Psychology lecture, no fun!*1

 さっきから五十音図(あの「あいうえおかきくけこさし……」というクソッタッレなアレ)のイデオロギーについて、こむずかしいことを書いていたんだけど、考えがまとまりませんわ。今日のところは断念。
 で、いつも愛読している常野雄次郎さんの「ひきこもり心理学よ、笑いと感動をありがとう」という記事を読んだら、もんのすごい新聞記事が紹介されていた。
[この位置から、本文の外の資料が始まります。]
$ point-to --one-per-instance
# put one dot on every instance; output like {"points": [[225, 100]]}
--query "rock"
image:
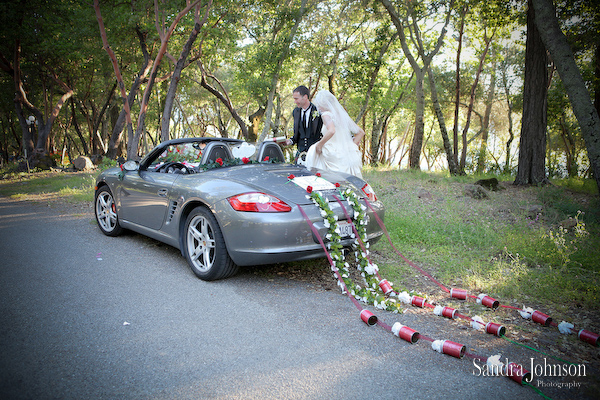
{"points": [[475, 191], [83, 163]]}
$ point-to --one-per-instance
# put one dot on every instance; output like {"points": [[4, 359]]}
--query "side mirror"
{"points": [[131, 165]]}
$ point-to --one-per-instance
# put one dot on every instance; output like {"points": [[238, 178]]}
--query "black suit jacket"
{"points": [[306, 138]]}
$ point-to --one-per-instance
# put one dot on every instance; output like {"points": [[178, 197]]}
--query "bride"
{"points": [[338, 148]]}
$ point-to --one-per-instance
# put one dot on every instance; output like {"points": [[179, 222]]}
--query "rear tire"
{"points": [[105, 210], [204, 246]]}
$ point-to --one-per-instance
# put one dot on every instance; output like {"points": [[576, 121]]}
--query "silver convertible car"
{"points": [[225, 203]]}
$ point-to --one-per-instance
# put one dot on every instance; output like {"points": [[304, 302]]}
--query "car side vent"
{"points": [[172, 208]]}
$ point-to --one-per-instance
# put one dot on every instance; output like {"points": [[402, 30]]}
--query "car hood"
{"points": [[288, 181]]}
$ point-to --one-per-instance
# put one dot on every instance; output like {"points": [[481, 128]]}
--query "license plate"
{"points": [[345, 228]]}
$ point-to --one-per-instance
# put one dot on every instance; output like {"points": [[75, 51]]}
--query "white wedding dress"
{"points": [[339, 153]]}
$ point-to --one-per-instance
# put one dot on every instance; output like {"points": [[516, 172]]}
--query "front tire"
{"points": [[204, 246], [106, 212]]}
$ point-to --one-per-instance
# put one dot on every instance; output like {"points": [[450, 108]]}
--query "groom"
{"points": [[307, 122]]}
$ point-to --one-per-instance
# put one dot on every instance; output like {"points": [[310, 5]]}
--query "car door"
{"points": [[145, 197]]}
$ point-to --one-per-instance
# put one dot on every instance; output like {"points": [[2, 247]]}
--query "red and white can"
{"points": [[460, 294], [385, 286], [448, 312], [517, 373], [495, 329], [490, 302], [541, 318], [408, 334], [418, 301], [588, 337], [368, 317], [453, 349]]}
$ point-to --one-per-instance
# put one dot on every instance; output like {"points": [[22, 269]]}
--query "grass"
{"points": [[509, 245], [70, 187]]}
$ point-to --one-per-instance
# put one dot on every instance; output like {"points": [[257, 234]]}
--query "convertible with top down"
{"points": [[226, 203]]}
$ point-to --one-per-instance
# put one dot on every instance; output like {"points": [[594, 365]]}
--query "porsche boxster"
{"points": [[225, 203]]}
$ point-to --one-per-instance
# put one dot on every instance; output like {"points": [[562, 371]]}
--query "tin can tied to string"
{"points": [[418, 301], [449, 347], [405, 333], [460, 294], [487, 301], [541, 318], [517, 373], [495, 329]]}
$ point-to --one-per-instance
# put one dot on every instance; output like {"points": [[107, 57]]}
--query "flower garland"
{"points": [[371, 293], [220, 163]]}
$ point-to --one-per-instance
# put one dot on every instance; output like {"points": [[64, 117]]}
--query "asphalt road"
{"points": [[85, 316]]}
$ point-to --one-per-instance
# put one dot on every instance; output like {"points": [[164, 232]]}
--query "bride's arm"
{"points": [[328, 135], [358, 137]]}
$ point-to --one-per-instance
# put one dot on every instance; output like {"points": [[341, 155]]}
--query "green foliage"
{"points": [[497, 245]]}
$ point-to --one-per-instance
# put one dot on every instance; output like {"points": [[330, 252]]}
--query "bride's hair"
{"points": [[325, 101]]}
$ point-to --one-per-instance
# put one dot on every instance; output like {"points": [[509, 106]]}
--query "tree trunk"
{"points": [[414, 158], [532, 151], [583, 108], [457, 84], [442, 124], [481, 160], [179, 66], [463, 157], [417, 142]]}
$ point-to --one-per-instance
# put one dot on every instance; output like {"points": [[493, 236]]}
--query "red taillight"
{"points": [[258, 202], [369, 192]]}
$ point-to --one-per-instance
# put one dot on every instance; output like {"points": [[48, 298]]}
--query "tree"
{"points": [[37, 61], [532, 148], [556, 43]]}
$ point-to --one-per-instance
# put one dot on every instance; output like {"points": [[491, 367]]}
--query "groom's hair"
{"points": [[303, 90]]}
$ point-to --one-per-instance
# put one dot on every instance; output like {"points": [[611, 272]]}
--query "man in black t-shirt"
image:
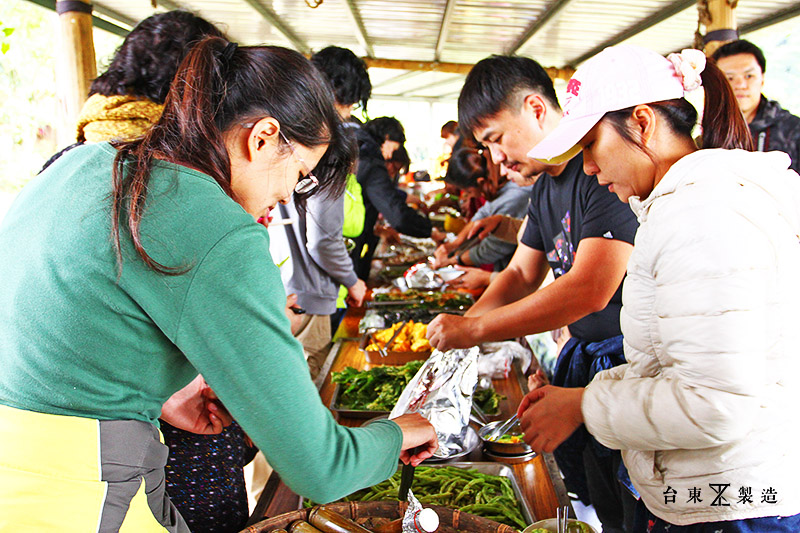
{"points": [[575, 227]]}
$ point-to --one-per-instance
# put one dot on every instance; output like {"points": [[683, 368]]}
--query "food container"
{"points": [[551, 525], [501, 448], [352, 413], [497, 469], [393, 358], [471, 441], [372, 514]]}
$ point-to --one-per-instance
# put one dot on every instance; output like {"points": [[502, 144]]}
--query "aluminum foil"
{"points": [[442, 392], [422, 276]]}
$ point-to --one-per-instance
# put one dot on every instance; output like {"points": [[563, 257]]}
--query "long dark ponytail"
{"points": [[723, 123], [217, 87]]}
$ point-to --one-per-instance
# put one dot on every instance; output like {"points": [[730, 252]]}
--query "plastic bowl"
{"points": [[503, 448]]}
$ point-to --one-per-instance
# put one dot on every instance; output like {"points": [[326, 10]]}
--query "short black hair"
{"points": [[400, 156], [450, 128], [741, 47], [147, 60], [465, 166], [386, 128], [347, 74], [493, 84]]}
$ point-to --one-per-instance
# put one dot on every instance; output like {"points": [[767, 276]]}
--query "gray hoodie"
{"points": [[319, 261]]}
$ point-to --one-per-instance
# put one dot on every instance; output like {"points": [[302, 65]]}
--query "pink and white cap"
{"points": [[616, 78]]}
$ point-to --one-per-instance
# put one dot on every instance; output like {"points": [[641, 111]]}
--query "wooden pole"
{"points": [[719, 17], [76, 61], [452, 68]]}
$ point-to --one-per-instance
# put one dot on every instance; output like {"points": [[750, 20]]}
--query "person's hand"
{"points": [[438, 235], [483, 227], [417, 433], [390, 235], [537, 379], [548, 415], [356, 293], [294, 319], [473, 278], [446, 332], [195, 408]]}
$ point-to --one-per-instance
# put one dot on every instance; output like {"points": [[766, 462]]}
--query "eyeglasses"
{"points": [[304, 185], [310, 182]]}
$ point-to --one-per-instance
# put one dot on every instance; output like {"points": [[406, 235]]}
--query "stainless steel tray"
{"points": [[352, 413], [496, 469]]}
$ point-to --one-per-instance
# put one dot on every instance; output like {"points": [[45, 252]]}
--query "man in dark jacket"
{"points": [[350, 81], [772, 127]]}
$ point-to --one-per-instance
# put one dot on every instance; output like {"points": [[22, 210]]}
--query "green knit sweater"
{"points": [[77, 339]]}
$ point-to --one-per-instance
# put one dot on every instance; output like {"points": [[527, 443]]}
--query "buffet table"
{"points": [[538, 477]]}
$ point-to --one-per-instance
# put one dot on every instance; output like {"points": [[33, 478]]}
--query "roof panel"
{"points": [[410, 29]]}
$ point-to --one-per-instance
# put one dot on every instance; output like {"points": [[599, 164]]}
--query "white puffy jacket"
{"points": [[711, 318]]}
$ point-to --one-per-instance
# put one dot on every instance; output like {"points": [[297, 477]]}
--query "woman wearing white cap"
{"points": [[705, 411]]}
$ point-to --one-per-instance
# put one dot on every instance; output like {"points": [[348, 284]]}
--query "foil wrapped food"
{"points": [[442, 392], [421, 276]]}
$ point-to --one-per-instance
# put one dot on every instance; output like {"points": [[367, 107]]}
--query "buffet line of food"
{"points": [[391, 371]]}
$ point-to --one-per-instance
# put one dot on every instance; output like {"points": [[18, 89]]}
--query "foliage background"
{"points": [[29, 106]]}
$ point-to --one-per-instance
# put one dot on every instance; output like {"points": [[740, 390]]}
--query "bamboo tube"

<引きこもり>最多は30〜34歳 就職・就労きっかけで(毎日新聞) - Yahoo!ニュース


 常野さんが「さて、この調査の結果を参考にしようとしている諸君よ。数字をいくら見つめても無駄だ。『結果』ではなく『調査』自体について考えてみたまえ」とおっしゃるとおり、「調査」そのものがたいへんにグロテスクなのだが、くだんの心理学者がその「結果」から導き出している「分析」とやらも、ひどい。

 高塚教授は、陥る人の特徴を▽自意識が強く状況変化に適応できない▽人と争って傷つくことを嫌う▽人間関係の訓練が不十分で逆境に弱い−−と分析。「国の対策は、引きこもりとニートの分類が不明確で、現状に合った受け皿作りが必要」と話している。


 まず、「特徴」のひとつめの「自意識が強く状況変化に適応できない」という言いぐさについて。毎日の記事の上に引用しなかった箇所では、「職場不適応」なんて言葉も引きこもりの「原因」として出てくるのだけど、なんだよ、「職場不適応」って? まじかよ、おい。なんで、人間が職場に適応しなきゃいけないんだ? 逆に職場が人間に適応するのがスジだろうよ。
 本来、「適応する」の目的語は、「自然」あるいは「所与の動かせない条件」であるはず。だから、「シベリアの人が極寒の気候に適応した暮らしをしている」といった文の意味はわかる。しかし、「私は今晩、ぬるすぎる風呂に適応した」なんて言ったら、そりゃおかしいだろ。湯がぬるすぎたら沸かせばいいんだし、熱すぎたら水をうめればいい。
 同様に「職場に適応する」って言い方はムチャクチャではありませんか。「職場」は人工的なものなんだし、改変不能な自然でもなんでもないのだから。ぬるすぎて風邪をひくような風呂にがまんして浸かっていることに、修行以外のどんな意味がある?
 「特徴」ふたつめの、「人と争って傷つくことを嫌う」というのも、なんですかコレ。「傷つくことを嫌う」ことが「異常」だとでも言いたいのでしょうか。肉を斬らせて骨を断つ、ですか。労働者が「人と争って傷つくこと」にみあうような、たいそうな報酬を得られるとでもいうのでしょうか。
 みっつめの「人間関係の訓練が不十分で逆境に弱い」もグロテスクな文。特別な「人間関係の訓練」を要するような職場のほうが問題ではないのか。
 私の理解では、人間にはいろんなひとがいるし、人間関係は可塑性に富んだものだ。たとえば、弁の立つ人もいれば、反対にうまくしゃべれない人もいる。友達集団のなかに後者のような人がいたって、わたしたちは《十分に》問題なくやっていけるはず。だって、「おまえは人間関係の訓練が不十分だから仲間に入れてやらない」なんてことがあったら、そんなことを言うやつのほうがおかしいだろ。
 「職場はそれとちがう」というのが常識なのだろうか。個人の「人間関係の訓練が不十分」だなんてことはまずなくて、そう見えるのだとしたら人間関係のありようが壊れている、そう考える私のほうがおかしいのだろうか。